Easy vegan chocolate espresso granola clusters
So I'm really not much of a breakfast person in the week. I'm generally terrible with incorporating "the most important meal of the day" into my weekday diet like everyone keeps banging on about. I'm just never that hungry first thing in the morning so end up just saving myself for a big-boy lunch instead. I suppose being forced to wake up by an alarm clock isn't the most appetite stimulating trigger but here we are. Does anybody else feel the same way? Anyway, I'll tell you one thing I do love when I have breakfast; granola. That shit is delicious and you know what else is delicious? A nice roasty coffee, so I've made my own version incorporating the two because why the fuck not? Oh and to make things even sexier, I've only gone and made them into clusters, because clustered cereal trumps normal cereal every, damn, time. Here's how to make easy vegan chocolate espresso granola clusters.
400g of rolled oats
200g of vegan friendly dark chocolate, chopped
50g of coconut oil
200g of maple syrup
50g of agave nectar
100g of mixed nuts (cashew, brazil, peanut, walnut, almond)

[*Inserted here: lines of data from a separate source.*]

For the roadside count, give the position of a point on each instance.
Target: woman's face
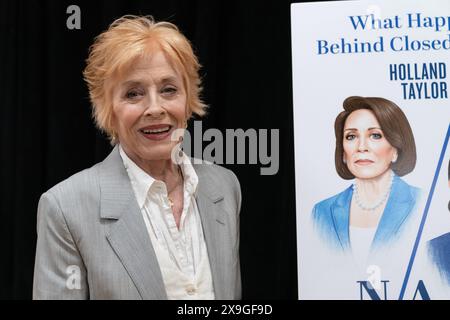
(149, 103)
(366, 151)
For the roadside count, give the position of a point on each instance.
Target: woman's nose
(362, 145)
(154, 107)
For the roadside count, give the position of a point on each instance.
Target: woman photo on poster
(439, 249)
(374, 146)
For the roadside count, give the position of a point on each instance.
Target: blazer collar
(399, 205)
(209, 199)
(127, 233)
(341, 217)
(129, 238)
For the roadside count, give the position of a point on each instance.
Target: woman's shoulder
(339, 199)
(214, 173)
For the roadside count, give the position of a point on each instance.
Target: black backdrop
(47, 133)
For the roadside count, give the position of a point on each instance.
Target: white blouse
(360, 241)
(181, 253)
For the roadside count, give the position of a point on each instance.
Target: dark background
(47, 133)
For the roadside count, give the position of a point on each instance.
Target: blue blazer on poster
(439, 250)
(332, 216)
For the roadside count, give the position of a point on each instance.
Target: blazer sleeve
(59, 271)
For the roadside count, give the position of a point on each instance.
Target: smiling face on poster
(370, 84)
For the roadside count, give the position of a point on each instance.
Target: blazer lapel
(398, 207)
(127, 233)
(340, 213)
(214, 228)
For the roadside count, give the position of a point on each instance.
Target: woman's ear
(395, 156)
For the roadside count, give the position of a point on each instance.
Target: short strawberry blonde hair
(126, 39)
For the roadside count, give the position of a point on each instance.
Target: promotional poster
(372, 171)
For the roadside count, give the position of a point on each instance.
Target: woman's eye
(376, 136)
(133, 94)
(169, 90)
(350, 137)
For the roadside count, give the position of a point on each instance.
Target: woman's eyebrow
(131, 83)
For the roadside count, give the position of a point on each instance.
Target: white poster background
(320, 85)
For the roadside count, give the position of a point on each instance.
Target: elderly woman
(375, 146)
(145, 223)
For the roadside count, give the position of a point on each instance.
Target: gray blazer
(93, 244)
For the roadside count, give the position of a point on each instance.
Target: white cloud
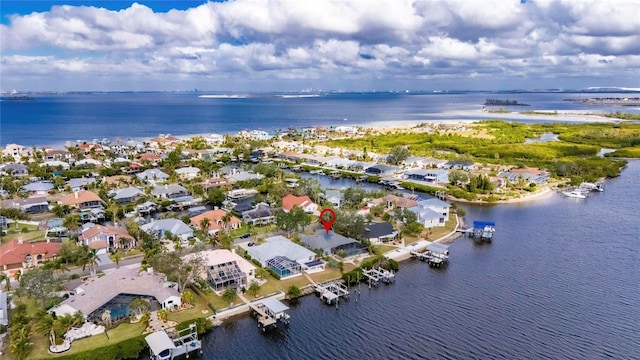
(326, 40)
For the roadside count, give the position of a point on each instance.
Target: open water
(54, 119)
(561, 280)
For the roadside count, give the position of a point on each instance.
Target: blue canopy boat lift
(483, 230)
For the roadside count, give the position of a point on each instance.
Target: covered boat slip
(162, 347)
(483, 230)
(270, 311)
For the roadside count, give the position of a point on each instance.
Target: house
(79, 184)
(116, 290)
(102, 238)
(428, 175)
(304, 202)
(14, 169)
(16, 151)
(87, 163)
(152, 176)
(393, 202)
(216, 221)
(31, 205)
(170, 191)
(333, 243)
(226, 269)
(16, 255)
(174, 227)
(380, 232)
(261, 214)
(188, 172)
(82, 200)
(281, 255)
(38, 187)
(432, 212)
(245, 176)
(530, 175)
(126, 195)
(381, 170)
(216, 182)
(459, 165)
(57, 155)
(335, 197)
(55, 164)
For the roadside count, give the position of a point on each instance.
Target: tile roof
(289, 201)
(79, 197)
(215, 219)
(14, 253)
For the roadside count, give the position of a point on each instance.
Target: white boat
(576, 194)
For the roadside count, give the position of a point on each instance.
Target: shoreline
(538, 195)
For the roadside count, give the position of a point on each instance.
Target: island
(106, 243)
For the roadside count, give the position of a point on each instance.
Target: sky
(337, 45)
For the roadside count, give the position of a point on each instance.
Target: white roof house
(280, 246)
(93, 295)
(188, 172)
(152, 176)
(56, 163)
(173, 226)
(431, 212)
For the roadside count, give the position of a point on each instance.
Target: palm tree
(229, 295)
(145, 318)
(106, 318)
(204, 224)
(48, 325)
(116, 259)
(187, 297)
(163, 314)
(226, 219)
(124, 243)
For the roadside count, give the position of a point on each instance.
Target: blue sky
(290, 45)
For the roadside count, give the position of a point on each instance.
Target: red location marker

3 tablespoons of cocoa powder
1 tablespoon of espresso powder
50g of mixed seeds
50g of goji berries
1.) Pre-heat the oven to 160 degrees celsius.
2.) In a mixing bowl add the oats, cocoa powder, espresso powder, mixed nuts, mixed seeds and goji berries and mix together thoroughly.
3.) In a saucepan add the coconut oil, maple syrup and agave nectar and cook on a low heat for three minutes stirring consistently. After three minutes add the wet mixture to the dry mixture and mix together well ensuring all the oats have been coated.
4.) Line a baking tray with greased parchment paper and empty the granola mixture onto the tray spreading out evenly. Bake for 25 minutes at 160 degrees celsius.
5.) Remove from the oven and let cool for 15 minutes. Once cool, break the granola into clusters and add the chopped dark chocolate to the mix and store in an air-tight glass jar.